Jin Air received an invitation to Intel Extreme Masters Season X - San Jose where they ended up finishing 5–8.

==== 2016 season ====
In December 2016, Pilot and Blanc joined PSG eSports.

==== 2019 season ====
Jin Air Greenwings had experienced a 15-series losing streak in Spring 2019. They broke their losing streak by taking the match from Afreeca Freecs on March 7, 2019, with a set score of 2–1. They ended up at the last place for the season, and had to go through Summer Promotion to play in the LCK. They successfully promoted back to the LCK by winning their last match in the 2019 LCK Summer Promotion with a set score of 3–1 against ES Sharks.

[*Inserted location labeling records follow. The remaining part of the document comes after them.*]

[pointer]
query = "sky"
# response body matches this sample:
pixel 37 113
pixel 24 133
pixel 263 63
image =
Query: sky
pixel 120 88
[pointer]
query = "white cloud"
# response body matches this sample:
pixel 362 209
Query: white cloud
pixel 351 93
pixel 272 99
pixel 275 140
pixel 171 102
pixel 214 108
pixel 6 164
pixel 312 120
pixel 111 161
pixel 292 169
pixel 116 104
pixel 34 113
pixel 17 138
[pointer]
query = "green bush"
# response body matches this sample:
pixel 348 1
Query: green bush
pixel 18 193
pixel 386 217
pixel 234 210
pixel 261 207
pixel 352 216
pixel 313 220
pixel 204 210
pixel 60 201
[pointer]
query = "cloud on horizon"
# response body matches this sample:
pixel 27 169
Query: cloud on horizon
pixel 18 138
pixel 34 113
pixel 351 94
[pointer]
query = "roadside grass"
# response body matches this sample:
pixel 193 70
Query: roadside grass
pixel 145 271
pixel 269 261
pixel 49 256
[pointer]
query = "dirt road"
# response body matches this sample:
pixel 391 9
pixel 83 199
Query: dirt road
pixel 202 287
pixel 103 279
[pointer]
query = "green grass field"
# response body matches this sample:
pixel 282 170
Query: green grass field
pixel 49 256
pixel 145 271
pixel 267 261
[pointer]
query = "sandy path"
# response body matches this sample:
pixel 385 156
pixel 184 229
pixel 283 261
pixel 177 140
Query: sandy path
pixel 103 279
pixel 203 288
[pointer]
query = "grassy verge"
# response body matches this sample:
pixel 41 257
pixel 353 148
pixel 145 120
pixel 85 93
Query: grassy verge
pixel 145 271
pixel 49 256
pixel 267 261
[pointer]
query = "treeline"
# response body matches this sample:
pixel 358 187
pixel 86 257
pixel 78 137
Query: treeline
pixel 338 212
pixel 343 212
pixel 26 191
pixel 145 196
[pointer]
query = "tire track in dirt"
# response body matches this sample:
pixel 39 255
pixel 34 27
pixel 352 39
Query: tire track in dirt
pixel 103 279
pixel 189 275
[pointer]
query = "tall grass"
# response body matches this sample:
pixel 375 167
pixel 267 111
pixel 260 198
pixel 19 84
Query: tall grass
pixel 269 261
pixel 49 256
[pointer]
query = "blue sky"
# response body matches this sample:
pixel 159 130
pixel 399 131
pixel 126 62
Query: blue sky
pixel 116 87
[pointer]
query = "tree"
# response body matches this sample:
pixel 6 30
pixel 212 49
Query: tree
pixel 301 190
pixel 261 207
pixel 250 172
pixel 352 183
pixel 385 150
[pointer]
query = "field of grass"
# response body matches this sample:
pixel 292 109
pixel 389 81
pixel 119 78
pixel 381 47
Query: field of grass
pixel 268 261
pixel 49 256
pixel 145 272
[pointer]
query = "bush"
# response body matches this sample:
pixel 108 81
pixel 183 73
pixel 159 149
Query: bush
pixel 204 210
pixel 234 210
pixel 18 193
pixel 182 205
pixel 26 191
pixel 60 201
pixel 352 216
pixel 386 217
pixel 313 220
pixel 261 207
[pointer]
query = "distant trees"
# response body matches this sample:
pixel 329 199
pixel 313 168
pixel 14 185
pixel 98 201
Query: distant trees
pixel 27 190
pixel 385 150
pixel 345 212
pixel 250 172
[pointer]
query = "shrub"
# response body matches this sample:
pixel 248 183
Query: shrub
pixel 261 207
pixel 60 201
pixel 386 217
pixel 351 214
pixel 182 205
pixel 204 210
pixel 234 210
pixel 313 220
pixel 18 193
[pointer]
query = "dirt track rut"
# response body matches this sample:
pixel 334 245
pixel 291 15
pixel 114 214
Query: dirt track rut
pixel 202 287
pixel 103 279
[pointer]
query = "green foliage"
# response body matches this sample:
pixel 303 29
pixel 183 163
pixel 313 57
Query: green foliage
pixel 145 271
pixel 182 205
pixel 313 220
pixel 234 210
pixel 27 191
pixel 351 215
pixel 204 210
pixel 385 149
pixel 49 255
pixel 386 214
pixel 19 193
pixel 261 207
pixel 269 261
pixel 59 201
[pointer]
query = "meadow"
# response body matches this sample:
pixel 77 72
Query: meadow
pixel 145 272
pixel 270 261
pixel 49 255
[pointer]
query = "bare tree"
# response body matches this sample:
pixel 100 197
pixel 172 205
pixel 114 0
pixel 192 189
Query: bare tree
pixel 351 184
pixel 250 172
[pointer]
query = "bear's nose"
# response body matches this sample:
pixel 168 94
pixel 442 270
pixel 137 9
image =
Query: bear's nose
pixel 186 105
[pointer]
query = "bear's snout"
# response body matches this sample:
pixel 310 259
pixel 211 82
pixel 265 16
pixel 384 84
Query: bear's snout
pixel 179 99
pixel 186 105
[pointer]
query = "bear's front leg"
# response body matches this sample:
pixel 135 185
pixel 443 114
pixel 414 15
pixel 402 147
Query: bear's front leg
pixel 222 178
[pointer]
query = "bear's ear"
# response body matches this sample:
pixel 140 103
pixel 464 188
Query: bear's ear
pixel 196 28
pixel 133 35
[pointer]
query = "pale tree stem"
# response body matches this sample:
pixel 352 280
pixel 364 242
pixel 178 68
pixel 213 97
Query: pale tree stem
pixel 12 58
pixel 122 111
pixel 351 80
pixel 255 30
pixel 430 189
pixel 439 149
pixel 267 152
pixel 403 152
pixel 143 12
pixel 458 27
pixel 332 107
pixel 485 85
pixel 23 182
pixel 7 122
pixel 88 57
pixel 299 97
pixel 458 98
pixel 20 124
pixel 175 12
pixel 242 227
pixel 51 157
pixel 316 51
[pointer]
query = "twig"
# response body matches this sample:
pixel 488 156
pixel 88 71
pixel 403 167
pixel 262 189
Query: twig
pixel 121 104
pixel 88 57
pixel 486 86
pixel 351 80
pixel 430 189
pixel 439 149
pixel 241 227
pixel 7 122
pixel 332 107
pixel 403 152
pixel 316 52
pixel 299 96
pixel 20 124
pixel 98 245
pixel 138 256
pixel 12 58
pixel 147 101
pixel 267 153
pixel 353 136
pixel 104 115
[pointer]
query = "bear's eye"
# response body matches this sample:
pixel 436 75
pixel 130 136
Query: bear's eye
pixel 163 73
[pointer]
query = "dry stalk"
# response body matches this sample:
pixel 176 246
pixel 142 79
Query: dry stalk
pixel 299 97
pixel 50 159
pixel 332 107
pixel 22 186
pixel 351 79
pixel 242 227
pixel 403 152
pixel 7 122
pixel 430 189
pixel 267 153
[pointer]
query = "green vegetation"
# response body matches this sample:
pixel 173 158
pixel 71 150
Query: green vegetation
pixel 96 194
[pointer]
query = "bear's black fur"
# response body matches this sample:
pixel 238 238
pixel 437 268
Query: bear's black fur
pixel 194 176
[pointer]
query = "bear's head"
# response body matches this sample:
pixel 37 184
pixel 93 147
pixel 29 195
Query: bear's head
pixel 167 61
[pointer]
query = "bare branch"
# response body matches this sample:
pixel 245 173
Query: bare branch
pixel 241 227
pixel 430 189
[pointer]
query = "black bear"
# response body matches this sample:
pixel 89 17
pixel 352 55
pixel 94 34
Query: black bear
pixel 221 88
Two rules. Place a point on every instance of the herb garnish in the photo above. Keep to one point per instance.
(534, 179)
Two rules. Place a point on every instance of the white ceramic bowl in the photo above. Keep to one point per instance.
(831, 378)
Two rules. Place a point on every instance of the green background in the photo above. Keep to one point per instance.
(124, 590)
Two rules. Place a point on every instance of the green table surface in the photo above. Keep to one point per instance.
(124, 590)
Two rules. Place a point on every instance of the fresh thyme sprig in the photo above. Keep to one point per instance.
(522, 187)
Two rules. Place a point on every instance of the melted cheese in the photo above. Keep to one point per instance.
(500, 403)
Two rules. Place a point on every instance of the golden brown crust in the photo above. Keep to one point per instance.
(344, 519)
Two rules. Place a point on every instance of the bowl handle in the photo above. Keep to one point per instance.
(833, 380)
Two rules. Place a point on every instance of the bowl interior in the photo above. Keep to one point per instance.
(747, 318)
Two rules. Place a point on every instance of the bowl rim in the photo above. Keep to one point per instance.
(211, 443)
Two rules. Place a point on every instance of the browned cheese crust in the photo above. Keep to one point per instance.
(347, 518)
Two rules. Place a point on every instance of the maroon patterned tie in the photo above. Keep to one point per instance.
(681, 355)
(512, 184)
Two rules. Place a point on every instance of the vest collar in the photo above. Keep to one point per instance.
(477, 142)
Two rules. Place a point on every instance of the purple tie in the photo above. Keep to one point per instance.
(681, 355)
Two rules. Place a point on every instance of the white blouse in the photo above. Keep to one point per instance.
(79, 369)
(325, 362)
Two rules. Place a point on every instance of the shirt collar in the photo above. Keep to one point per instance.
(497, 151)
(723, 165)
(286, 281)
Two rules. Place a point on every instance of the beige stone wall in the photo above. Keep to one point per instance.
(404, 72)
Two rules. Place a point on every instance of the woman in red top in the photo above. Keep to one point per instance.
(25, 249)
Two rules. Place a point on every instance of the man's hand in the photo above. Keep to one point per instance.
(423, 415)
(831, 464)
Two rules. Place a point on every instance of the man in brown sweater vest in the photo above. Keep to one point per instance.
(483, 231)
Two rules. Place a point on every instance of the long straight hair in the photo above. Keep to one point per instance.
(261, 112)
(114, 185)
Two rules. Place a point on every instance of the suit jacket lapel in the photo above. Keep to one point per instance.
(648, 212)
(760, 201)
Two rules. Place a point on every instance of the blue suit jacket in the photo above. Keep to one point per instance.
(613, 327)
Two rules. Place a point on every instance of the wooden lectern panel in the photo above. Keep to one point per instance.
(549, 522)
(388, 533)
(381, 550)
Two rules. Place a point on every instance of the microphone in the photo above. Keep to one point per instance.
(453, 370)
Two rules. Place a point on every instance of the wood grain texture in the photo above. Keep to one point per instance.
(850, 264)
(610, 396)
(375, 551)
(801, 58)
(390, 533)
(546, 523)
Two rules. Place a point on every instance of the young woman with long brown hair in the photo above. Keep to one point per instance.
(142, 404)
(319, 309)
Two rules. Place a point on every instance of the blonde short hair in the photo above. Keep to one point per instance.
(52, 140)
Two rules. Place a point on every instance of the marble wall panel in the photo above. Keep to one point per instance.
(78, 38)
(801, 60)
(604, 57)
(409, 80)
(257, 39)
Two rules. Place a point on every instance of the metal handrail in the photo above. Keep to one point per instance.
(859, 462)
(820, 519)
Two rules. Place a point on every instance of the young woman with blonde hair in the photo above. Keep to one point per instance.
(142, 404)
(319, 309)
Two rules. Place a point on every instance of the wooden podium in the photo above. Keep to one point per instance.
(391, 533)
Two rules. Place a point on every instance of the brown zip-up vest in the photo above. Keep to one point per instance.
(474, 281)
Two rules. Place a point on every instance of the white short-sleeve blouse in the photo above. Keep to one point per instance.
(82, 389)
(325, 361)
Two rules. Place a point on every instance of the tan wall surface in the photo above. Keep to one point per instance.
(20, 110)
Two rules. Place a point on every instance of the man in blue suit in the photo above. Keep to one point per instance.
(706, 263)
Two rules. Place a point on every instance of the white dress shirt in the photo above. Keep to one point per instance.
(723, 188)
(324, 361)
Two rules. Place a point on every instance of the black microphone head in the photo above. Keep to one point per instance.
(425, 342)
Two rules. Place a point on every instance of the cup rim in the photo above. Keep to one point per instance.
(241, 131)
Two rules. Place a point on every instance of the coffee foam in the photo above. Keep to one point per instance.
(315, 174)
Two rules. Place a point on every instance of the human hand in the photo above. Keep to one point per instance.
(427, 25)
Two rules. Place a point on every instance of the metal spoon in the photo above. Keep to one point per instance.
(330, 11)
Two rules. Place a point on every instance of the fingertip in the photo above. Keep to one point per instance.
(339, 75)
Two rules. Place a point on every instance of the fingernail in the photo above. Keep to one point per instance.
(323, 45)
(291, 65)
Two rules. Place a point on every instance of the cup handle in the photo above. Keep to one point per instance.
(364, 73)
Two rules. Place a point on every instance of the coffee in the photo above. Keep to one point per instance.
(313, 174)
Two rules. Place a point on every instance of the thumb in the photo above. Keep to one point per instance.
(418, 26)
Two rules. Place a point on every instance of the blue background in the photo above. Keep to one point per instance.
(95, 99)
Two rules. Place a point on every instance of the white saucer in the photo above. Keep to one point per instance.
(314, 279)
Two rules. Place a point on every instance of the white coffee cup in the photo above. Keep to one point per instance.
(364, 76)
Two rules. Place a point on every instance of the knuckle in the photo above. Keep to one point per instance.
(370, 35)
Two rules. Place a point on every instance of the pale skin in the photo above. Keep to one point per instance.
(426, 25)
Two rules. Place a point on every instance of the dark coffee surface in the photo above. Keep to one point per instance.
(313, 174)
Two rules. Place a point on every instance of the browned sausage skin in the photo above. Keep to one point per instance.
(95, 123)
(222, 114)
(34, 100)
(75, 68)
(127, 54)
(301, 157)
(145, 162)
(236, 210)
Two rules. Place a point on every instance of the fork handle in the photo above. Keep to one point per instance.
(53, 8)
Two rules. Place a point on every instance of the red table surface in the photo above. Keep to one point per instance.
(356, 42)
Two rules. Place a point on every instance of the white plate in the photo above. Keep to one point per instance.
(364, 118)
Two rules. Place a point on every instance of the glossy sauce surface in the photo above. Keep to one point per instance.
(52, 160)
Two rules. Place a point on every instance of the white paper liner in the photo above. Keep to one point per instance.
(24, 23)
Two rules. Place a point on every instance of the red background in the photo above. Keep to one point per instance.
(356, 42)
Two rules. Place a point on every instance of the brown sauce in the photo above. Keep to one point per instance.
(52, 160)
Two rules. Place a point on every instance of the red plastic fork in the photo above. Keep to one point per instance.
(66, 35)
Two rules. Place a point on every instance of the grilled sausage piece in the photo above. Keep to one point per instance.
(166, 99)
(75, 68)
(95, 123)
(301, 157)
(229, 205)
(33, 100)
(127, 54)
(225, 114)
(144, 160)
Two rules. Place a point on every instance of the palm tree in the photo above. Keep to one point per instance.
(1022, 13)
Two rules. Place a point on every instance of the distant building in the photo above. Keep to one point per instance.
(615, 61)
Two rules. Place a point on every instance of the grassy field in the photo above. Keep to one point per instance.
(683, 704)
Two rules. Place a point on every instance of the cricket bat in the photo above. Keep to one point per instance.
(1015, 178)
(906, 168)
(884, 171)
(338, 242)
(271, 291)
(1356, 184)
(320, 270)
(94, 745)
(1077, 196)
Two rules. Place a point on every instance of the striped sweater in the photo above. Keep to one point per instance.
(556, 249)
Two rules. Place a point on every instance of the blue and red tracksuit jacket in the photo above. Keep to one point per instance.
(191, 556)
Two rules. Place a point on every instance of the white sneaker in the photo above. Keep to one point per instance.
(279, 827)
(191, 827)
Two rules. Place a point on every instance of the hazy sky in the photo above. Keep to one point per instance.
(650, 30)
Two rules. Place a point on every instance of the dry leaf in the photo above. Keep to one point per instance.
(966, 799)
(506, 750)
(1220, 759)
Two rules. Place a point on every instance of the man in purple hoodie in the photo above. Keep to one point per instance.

For the Summer season, they went through a 18-series losing streak. They only managed to win 4 games, without winning a single match. They had an overall of 1–35 record of their match in the 2019 season. They went through their second LCK promotion in the same year in order to play in the LCK again. However, they lost in the match against Hanwha Life Esports for the last spot of LCK, and was relegated to Challengers Korea.

==== 2020 season ====
Jin Air was announced as one of the short list of alternates for LCK franchising. On November 17, Jin Air announced that they had not been selected to participate in the LCK Franchised league and their League of Legends team would be disbanding.

== StarCraft II ==
Jang "Creator" Hyun-woo joined the team on November 17, 2015.

=== Final roster ===

| ID | Name | Race |
|---|---|---|
| KOR Creator | Jang Hyun Woo | Protoss |
| KOR Maru | Cho Seong Ju | Terran |
| KOR Rogue | Lee Byung Ryul | Zerg |
| KOR sOs | Kim Yoo Jin | Protoss |
| KOR Trap | Cho Sung Ho | Protoss |
| Taiwan Rex | Lei Hao Chen | Zerg |

=== Former players ===

| ID | Name | Race |
|---|---|---|
| KOR Jaedong | Lee Jae dong | Zerg |
| KOR Hyun | Ko Seok Hyun | Zerg |
| KOR Cure | Kim Doh Wook | Terran |
| KOR TY | Jeon Tae-yang | Terran |

==== History ====
Jin Air Green Wings was one of the seven KeSPA-recognized teams participating in Proleague before its discontinuation in 2016 and was the only Proleague team that kept on playing Starcraft II after 2016. During its existence Jin Air Green Wings was one of the strongest Korean StarCraft II teams in no small part thanks to Kim "sOs" Yoo-jin, Cho "Maru" Seong-ju, Lee "Rogue" Byeong-yeol, Cho "Trap" Seong-ho & Jang "Creator" Hyun-woo. Between 2014-2020 Jin Air Green Wings won 9 Global StarCraft II League tournaments, 3 Intel Extreme Masters seasons and 2 StarCraft II World Championship Series finals, both being won by Kim "sOs" Yoo-jin.

On Nov 30, 2020, Jin Air officially disbanded their Starcraft 2 team along with their league of legends team due to not being accepted for League of Legends' LCK franchising.